Gold surges on haven demand as Greece risks exit from eurozone

Published Mon, Jun 29, 2015 · 12:17 AM

[ATHENS] Gold surged with silver as Greece shut banks and imposed capital controls, boosting demand for haven assets amid concern the country's euro membership is in jeopardy.

Bullion for immediate delivery rallied as much as 1.1 per cent to US$1,188.23 an ounce and was at US$1,184.02 at 7:30 am in Singapore, according to Bloomberg generic pricing. Gold for August delivery jumped 1.2 per cent to US$1,187.60 on the Comex.
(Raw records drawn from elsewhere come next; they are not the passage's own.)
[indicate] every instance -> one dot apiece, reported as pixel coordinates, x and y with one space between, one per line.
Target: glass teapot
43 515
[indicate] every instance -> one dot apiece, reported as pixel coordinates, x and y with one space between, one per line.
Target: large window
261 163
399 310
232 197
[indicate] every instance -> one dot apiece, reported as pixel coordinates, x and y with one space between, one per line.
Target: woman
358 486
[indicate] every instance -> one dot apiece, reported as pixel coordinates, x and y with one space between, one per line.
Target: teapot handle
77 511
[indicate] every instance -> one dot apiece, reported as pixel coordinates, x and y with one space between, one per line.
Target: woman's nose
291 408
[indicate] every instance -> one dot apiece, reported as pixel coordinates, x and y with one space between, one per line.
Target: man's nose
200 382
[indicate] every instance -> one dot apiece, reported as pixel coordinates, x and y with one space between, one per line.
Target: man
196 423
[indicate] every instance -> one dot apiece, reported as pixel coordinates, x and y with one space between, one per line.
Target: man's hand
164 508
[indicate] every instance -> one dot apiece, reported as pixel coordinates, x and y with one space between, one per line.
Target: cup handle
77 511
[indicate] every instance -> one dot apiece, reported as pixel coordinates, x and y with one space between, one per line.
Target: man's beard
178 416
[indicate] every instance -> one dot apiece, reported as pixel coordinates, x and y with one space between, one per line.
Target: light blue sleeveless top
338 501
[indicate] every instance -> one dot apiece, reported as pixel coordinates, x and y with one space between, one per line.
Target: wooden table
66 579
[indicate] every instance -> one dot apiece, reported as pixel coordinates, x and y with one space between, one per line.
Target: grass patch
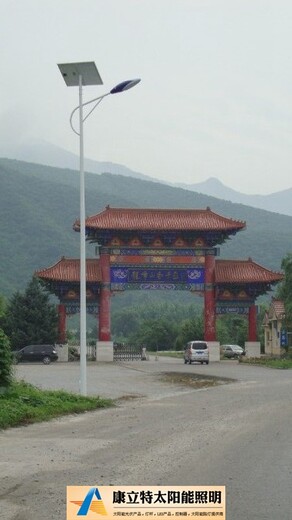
23 404
269 362
194 380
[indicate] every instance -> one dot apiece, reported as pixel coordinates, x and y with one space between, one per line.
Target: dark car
44 353
232 351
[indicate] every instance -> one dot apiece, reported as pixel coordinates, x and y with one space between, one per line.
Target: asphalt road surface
238 434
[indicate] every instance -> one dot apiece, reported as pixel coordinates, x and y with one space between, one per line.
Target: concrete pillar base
104 351
252 349
214 351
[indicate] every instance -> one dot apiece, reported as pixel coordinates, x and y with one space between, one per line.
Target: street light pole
80 74
83 347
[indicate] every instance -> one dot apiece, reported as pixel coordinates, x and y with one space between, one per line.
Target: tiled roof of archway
278 307
122 219
244 271
68 270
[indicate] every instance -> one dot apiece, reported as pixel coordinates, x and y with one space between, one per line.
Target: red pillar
209 298
252 323
104 331
62 324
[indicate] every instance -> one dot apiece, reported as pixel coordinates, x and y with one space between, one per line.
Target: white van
196 351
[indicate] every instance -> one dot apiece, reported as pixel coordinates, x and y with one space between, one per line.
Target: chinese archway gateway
149 249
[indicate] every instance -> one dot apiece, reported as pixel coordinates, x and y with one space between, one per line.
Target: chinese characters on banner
138 502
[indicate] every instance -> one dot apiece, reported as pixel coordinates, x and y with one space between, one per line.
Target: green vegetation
23 404
41 203
167 326
5 363
30 317
284 291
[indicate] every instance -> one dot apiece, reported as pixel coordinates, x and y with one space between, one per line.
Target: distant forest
39 205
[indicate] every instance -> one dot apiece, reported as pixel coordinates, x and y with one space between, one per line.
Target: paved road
236 434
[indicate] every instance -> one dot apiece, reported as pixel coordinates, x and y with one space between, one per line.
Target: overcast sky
214 100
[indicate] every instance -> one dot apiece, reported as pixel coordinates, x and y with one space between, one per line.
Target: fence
127 352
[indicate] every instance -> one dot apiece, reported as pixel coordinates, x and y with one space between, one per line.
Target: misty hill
42 152
39 204
279 202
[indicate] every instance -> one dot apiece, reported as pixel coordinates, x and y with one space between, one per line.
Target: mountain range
42 152
39 204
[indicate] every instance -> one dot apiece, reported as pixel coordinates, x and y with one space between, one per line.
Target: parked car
196 351
232 351
44 353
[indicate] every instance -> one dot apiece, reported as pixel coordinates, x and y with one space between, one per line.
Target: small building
275 335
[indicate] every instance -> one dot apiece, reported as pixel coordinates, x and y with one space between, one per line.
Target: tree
156 334
5 361
30 317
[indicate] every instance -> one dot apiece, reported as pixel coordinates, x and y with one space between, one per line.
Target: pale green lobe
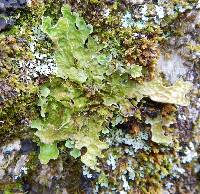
48 152
175 94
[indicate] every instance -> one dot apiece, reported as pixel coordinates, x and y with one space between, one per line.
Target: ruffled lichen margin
95 90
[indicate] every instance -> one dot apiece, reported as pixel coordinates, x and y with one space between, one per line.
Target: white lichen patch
172 67
41 62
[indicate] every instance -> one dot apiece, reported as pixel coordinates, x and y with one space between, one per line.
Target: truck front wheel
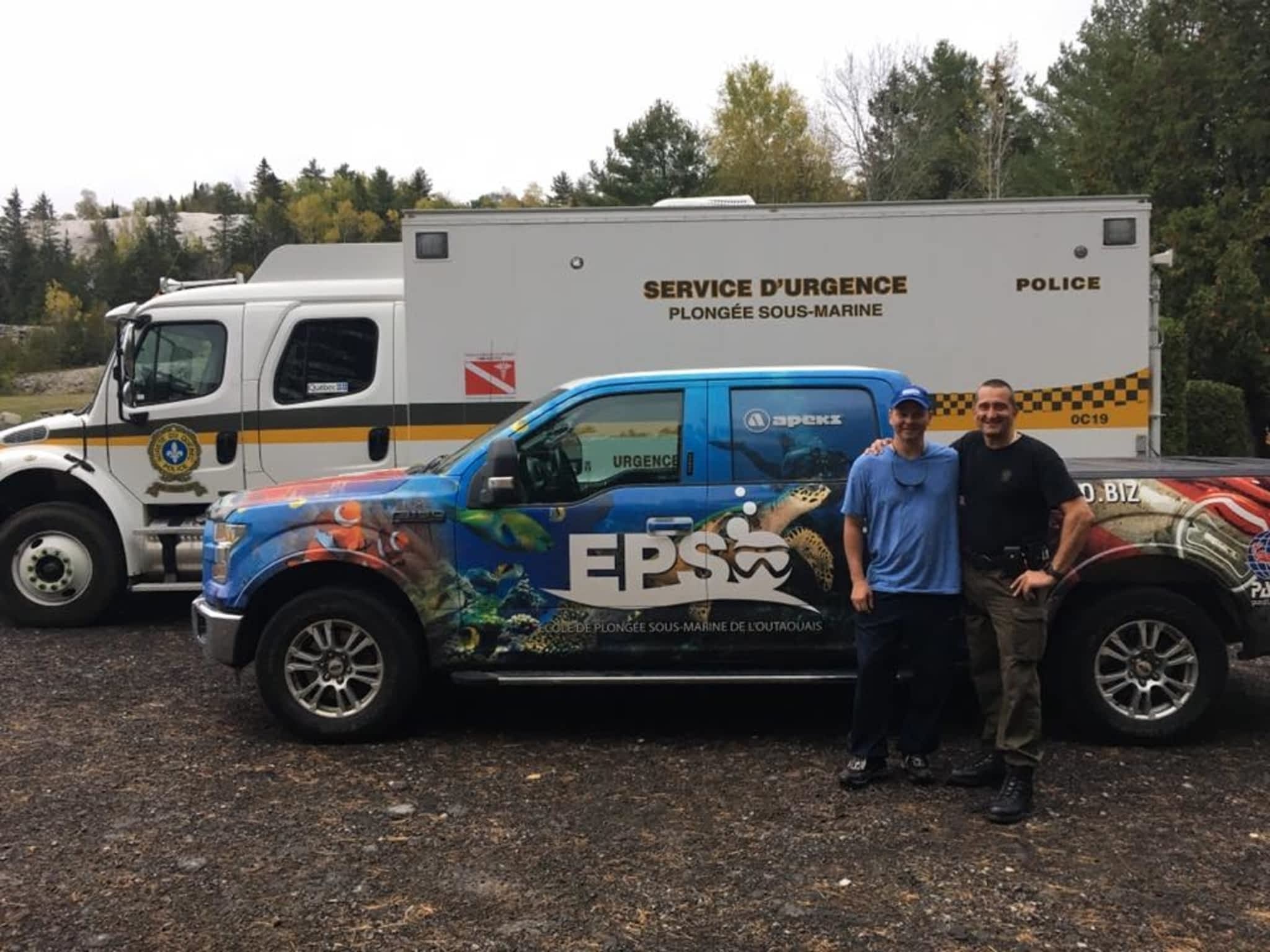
338 664
1145 664
60 565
The euro sank against the US dollar after Greece's government moved the nation a step closer to leaving the currency bloc. Optimism that Greece and its creditors would reach a deal vanished after midnight Friday, when Prime Minister Alexis Tsipras surprised counterparts by calling for a July 5 referendum on austerity measures demanded by creditors. Tuesday marks the expiry of Greece's bailout package as well as the deadline for a payment to the International Monetary Fund.

"The main worry as Monday trading begins is the potential contagion to other eurozone countries and also the future of the euro," Ole Hansen, head of commodity strategy at Copenhagen-based Saxo Bank A/S, said in an e-mail before the start of trade on Monday. "Gold has an opportunity under these circumstances to reassert its role as a safe haven and we should see the metal being bought." European officials discussed quarantining Greece from the rest of the currency bloc, while keeping it from spinning out of the euro's orbit. While the country accounts for less than 2 per cent of the eurozone's output, its exit would set a precedent for other nations to reconsider membership.

Gold is little changed this year as traders focus on when the US Federal Reserve's first interest-rate increase since 2006 will happen. Higher borrowing costs curb bullion's allure because it doesn't pay interest or give returns like other assets such as bonds and equities.

The euro tumbled 1.6 per cent to US$1.0987. The Bloomberg Dollar Spot Index, which tracks the US currency against 10 major peers, climbed 0.5 per cent.

The "upside in gold will be damped by a higher dollar," Georgette Boele, a strategist at ABN Amro Bank NV in Amsterdam, said by e-mail on Friday. "We are optimistic on the US economy and therefore on rate hikes." Silver for immediate delivery climbed as much as 1.7 per cent to US$16.0741 an ounce, and was at US$15.9635. Platinum and palladium fell.